「聞いてソルジャー!あの子ひどいのよ、ソルジャーのこと悪く言うの!大ッ嫌い」
ジョミーが広場を去った後も、子供たちはブルーが近くにいることを喜びながら、ジョミーの漏らした言葉への不満を忘れない。
ブルーは困ったように微笑み、強く訴えるニナの頭を優しく撫でる。
「ニナ、どうかそんな悲しいことを言わないでくれ。あの子はまだ何も知らないだけなのだよ」
「何もって?」
「何も。すべて。どうして自分がこの船に連れて来られたのか、この船が一体どんな場所なのか、僕のことも、そしてジョミー自身がミュウであるということすら、何も」
「ええー!?」
ニナだけでなく、周りに集まっていた子供全員が驚いたように目を丸めて顔を見合わせる。

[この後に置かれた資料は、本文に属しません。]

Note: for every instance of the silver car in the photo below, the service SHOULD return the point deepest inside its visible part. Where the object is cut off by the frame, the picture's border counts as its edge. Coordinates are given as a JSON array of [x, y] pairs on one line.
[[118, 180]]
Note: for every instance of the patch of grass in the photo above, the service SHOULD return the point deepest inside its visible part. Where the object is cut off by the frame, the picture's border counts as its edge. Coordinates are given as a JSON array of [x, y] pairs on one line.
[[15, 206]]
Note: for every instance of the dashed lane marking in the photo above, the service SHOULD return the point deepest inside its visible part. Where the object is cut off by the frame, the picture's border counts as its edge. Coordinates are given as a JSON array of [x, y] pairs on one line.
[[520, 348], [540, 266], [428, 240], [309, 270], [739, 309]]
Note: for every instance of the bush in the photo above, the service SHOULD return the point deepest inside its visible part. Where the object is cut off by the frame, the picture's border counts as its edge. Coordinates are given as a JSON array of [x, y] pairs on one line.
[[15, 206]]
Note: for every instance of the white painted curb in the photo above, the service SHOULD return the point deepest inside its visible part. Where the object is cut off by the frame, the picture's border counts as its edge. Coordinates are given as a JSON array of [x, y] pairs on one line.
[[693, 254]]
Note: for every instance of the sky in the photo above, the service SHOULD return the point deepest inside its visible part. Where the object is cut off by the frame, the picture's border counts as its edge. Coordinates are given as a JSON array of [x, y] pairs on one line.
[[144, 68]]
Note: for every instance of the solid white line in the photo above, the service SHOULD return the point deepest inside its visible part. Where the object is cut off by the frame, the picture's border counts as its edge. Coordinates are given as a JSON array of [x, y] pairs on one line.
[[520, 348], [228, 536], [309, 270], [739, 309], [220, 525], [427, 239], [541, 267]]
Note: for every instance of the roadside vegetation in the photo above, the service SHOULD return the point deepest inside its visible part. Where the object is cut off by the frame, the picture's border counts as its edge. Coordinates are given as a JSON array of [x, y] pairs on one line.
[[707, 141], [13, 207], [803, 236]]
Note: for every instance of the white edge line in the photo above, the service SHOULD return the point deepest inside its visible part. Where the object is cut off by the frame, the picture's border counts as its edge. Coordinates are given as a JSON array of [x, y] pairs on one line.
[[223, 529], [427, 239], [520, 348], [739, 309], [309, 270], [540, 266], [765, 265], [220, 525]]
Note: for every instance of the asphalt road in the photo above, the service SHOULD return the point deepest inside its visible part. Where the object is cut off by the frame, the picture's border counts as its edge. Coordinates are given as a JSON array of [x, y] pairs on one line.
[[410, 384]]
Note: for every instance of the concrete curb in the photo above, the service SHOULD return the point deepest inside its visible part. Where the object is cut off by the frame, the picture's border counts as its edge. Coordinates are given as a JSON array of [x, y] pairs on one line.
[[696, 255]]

「ジョミーは思念をまるで隠そうとしなかっただろう?あの子は思念波がなんたるかを、まだ知らない」
そんなことがあるのかな、でも確かにあの子ちょっと色々変だった。
ひそひそと囁かれる言葉と思念の会話に、ブルーは軽く息を吐く。
子供たちは困惑はしているけれど、ジョミーに対する敵意は和らいだ。後はジョミー自身が努力することだろう。

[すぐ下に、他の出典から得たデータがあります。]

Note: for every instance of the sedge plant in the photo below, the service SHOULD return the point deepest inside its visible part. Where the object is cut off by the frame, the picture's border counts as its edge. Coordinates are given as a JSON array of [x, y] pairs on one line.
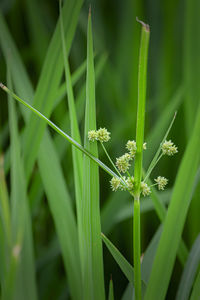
[[80, 236], [134, 184]]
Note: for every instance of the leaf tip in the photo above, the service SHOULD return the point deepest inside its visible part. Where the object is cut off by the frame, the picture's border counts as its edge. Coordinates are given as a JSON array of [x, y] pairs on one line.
[[145, 26], [2, 85], [89, 14]]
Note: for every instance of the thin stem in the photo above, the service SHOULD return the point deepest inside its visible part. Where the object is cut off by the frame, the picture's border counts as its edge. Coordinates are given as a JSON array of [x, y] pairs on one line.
[[152, 167], [137, 250], [58, 130], [139, 154], [112, 163]]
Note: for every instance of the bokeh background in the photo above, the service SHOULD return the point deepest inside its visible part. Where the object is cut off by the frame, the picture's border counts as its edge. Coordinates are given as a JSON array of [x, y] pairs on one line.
[[173, 85]]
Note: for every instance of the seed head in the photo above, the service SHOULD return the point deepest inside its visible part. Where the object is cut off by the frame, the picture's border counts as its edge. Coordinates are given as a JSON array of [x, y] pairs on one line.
[[115, 183], [122, 162], [131, 147], [103, 135], [92, 135], [169, 148], [122, 186], [130, 183], [145, 189], [162, 182]]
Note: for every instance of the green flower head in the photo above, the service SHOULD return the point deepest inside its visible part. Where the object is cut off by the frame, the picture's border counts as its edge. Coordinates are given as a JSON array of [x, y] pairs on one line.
[[162, 182], [168, 148], [103, 135]]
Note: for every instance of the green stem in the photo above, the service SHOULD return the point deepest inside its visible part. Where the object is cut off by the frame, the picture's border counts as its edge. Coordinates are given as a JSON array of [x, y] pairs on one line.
[[152, 167], [137, 250], [139, 154], [112, 163]]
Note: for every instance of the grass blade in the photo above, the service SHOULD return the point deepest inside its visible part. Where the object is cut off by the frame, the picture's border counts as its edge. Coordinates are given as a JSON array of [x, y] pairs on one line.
[[142, 71], [62, 213], [49, 82], [124, 265], [189, 272], [91, 249], [111, 291], [77, 155], [196, 288], [62, 133], [181, 196], [21, 221], [51, 184]]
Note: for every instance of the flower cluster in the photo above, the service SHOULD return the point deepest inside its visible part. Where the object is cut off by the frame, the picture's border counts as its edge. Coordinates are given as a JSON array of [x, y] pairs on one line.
[[145, 189], [102, 135], [161, 182], [123, 163], [168, 148], [122, 184], [128, 184]]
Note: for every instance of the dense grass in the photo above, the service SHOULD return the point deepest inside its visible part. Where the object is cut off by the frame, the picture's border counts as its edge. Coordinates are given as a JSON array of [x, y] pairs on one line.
[[76, 72]]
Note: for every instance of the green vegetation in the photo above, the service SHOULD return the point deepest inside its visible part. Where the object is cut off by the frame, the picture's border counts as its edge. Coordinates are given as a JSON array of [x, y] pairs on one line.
[[77, 220]]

「あの調子だから、しばらく……自分がミュウであることを知り、受け入れて、少しは思念のこと覚えるまで、君たちとはあまり会う機会がないと思う。けれどあの子がまたここに来ることがあれば、受け入れてあげておくれ」
子供たちは顔を見合わせて、それから笑顔をブルーに向けた。
「ソルジャーがそう言うなら」
「知らないんじゃ、しょうがないわね」
「もうソルジャーと会えたのに、知らないなんてもったいない」
口々に約束をしてくれて、その素直さに安堵しながら、一人一人の頭を撫でる。
別れを告げると子供たちは名残惜しそうにしたものの、無理に引き止めることはしなかった。ソルジャーは忙しい人だから、と。
庭園の広間を後にしたブルーは、溜息をつきながら青の間へと向かう。
「あの調子で思念を零しながら船内を歩き回れば……ジョミーはあっという間に周囲を敵だらけにしてしまいそうだ」
せめて思念を遮断する術を覚えるまでは、あまり青の間を出ることはよろしくない。
今回は子供たちだからこそ素直にブルーの言うことに納得してくれたけれど、歳を重ねた相手ほど、一度糸が絡まると解くことが難しくなる可能性がある。
何も知らない子供の言うことだからと笑って流してくれればいいけれど、ソルジャー・ブルーを否定する発言となると……。
仲間たちの希望となるため、半ば偶像化した『ソルジャー・ブルー』の存在はこういうときに厄介だ。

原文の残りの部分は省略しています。